HERMETISMO EN PALACIO NACIONAL ANTE LA PRESIÓN DE WASHINGTON
Desde el Despacho Oval, Trump lanzó el dardo sin ofrecer matices: “México dejará de enviarles petróleo”. Mientras la Casa Blanca da el cierre por hecho, el gobierno de Claudia Sheinbaum mantiene un silencio sepulcral, aunque tras bambalinas la administración mexicana intenta rescatar los envíos mediante maniobras diplomáticas de alto riesgo.
EL CHOQUE DE NARRATIVAS: AYUDA HUMANITARIA VS. BLOQUEO TOTAL
La postura de Trump dinamita el discurso oficial de México. Apenas el 1 de febrero, la presidenta ratificó su compromiso de enviar ayuda humanitaria a La Habana, un gesto que ahora choca frontalmente con la amenaza de nuevos aranceles impuestos por Washington a quienes exporten petróleo a la isla del Caribe.
LOGÍSTICA DE EMERGENCIA BAJO LA SOMBRA DE LAS SANCIONES
La Secretaría de Marina ya tiene en marcha un despliegue para transportar alimentos y suministros básicos. Sin embargo, este puente es apenas un paliativo mientras se resuelve “por la vía diplomática” la autorización de exportaciones petroleras, una gestión que Sheinbaum advirtió es vital para evitar el colapso de los servicios básicos.
CANCILLERÍA EN EL OJO DEL HURACÁN: NEGOCIACIONES BAJO FUEGO
Aunque Sheinbaum niega haber discutido el crudo directamente con Trump, la realidad es otra en el nivel ministerial. El secretario Juan Ramón de la Fuente ya ha tenido que encarar al secretario de Estado, Marco Rubio, por este asunto.

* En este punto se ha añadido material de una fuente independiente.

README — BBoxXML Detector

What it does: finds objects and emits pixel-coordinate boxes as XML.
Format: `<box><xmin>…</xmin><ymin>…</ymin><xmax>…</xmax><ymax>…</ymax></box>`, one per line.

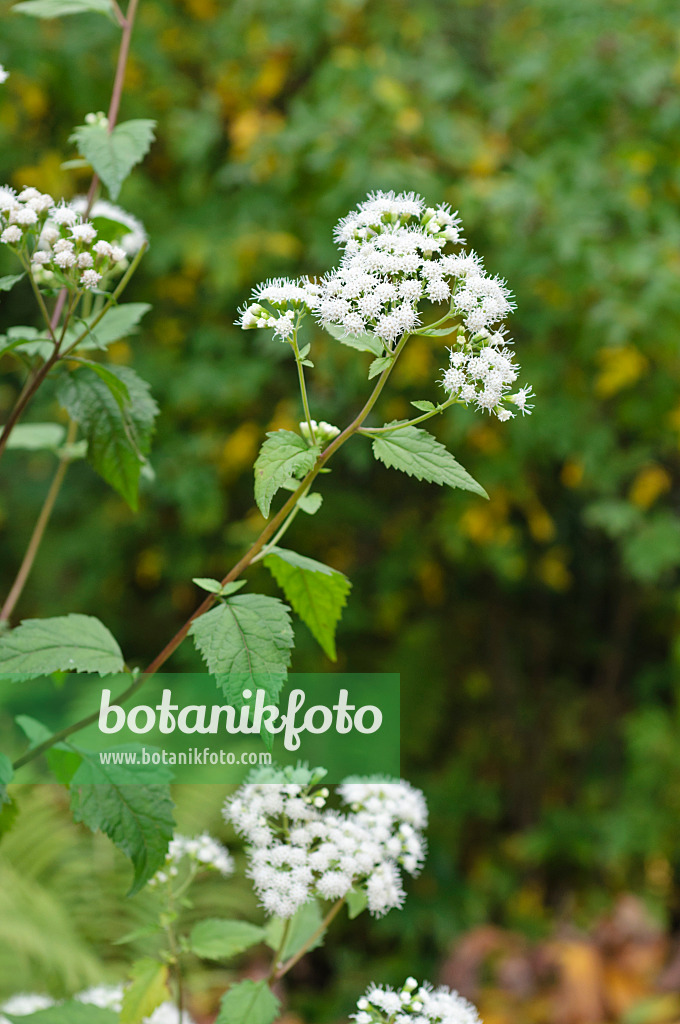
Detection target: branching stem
<box><xmin>0</xmin><ymin>420</ymin><xmax>78</xmax><ymax>623</ymax></box>
<box><xmin>13</xmin><ymin>334</ymin><xmax>410</xmax><ymax>770</ymax></box>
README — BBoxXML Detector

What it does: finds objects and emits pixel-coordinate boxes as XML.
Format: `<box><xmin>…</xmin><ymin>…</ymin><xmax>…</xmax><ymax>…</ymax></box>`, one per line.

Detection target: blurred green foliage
<box><xmin>0</xmin><ymin>0</ymin><xmax>680</xmax><ymax>1007</ymax></box>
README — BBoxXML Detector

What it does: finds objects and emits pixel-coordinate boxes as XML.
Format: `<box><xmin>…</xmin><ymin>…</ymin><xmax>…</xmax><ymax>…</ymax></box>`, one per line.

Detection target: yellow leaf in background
<box><xmin>394</xmin><ymin>106</ymin><xmax>423</xmax><ymax>135</ymax></box>
<box><xmin>134</xmin><ymin>548</ymin><xmax>165</xmax><ymax>588</ymax></box>
<box><xmin>628</xmin><ymin>466</ymin><xmax>672</xmax><ymax>509</ymax></box>
<box><xmin>418</xmin><ymin>561</ymin><xmax>445</xmax><ymax>607</ymax></box>
<box><xmin>253</xmin><ymin>53</ymin><xmax>289</xmax><ymax>99</ymax></box>
<box><xmin>108</xmin><ymin>341</ymin><xmax>132</xmax><ymax>367</ymax></box>
<box><xmin>628</xmin><ymin>150</ymin><xmax>656</xmax><ymax>175</ymax></box>
<box><xmin>331</xmin><ymin>46</ymin><xmax>362</xmax><ymax>71</ymax></box>
<box><xmin>538</xmin><ymin>548</ymin><xmax>571</xmax><ymax>593</ymax></box>
<box><xmin>261</xmin><ymin>231</ymin><xmax>302</xmax><ymax>258</ymax></box>
<box><xmin>468</xmin><ymin>420</ymin><xmax>505</xmax><ymax>455</ymax></box>
<box><xmin>12</xmin><ymin>150</ymin><xmax>72</xmax><ymax>196</ymax></box>
<box><xmin>373</xmin><ymin>75</ymin><xmax>411</xmax><ymax>109</ymax></box>
<box><xmin>559</xmin><ymin>459</ymin><xmax>584</xmax><ymax>487</ymax></box>
<box><xmin>220</xmin><ymin>422</ymin><xmax>260</xmax><ymax>477</ymax></box>
<box><xmin>184</xmin><ymin>0</ymin><xmax>219</xmax><ymax>22</ymax></box>
<box><xmin>526</xmin><ymin>500</ymin><xmax>556</xmax><ymax>544</ymax></box>
<box><xmin>470</xmin><ymin>134</ymin><xmax>508</xmax><ymax>178</ymax></box>
<box><xmin>595</xmin><ymin>345</ymin><xmax>649</xmax><ymax>398</ymax></box>
<box><xmin>13</xmin><ymin>76</ymin><xmax>49</xmax><ymax>121</ymax></box>
<box><xmin>627</xmin><ymin>184</ymin><xmax>651</xmax><ymax>210</ymax></box>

México busca todas las vías para enviar combustible, alegando que “esto no es un asunto de los gobiernos”, sino una necesidad del pueblo.
TRUMP RECLAMA VICTORIA: “ELLA NO ESTÁ ENVIANDO NADA”
El tono de Trump el pasado 31 de enero fue de una confianza absoluta. A bordo del Air Force One, el republicano aseguró haber solicitado explícitamente a Sheinbaum detener los envíos, afirmando con contundencia que la mandataria mexicana ha cedido: “Ella no está enviando nada”.
EL PLAN DE WASHINGTON: ASFIXIA PARA FORZAR EL CAMBIO
El objetivo final de Trump es evidente: utilizar la carestía energética como palanca de negociación. Al asegurar que el régimen pronto “querrá hacer un trato”, el presidente de EE. UU. apuesta por una política de presión máxima, sosteniendo que bajo estas condiciones “Cuba sería libre de nuevo”.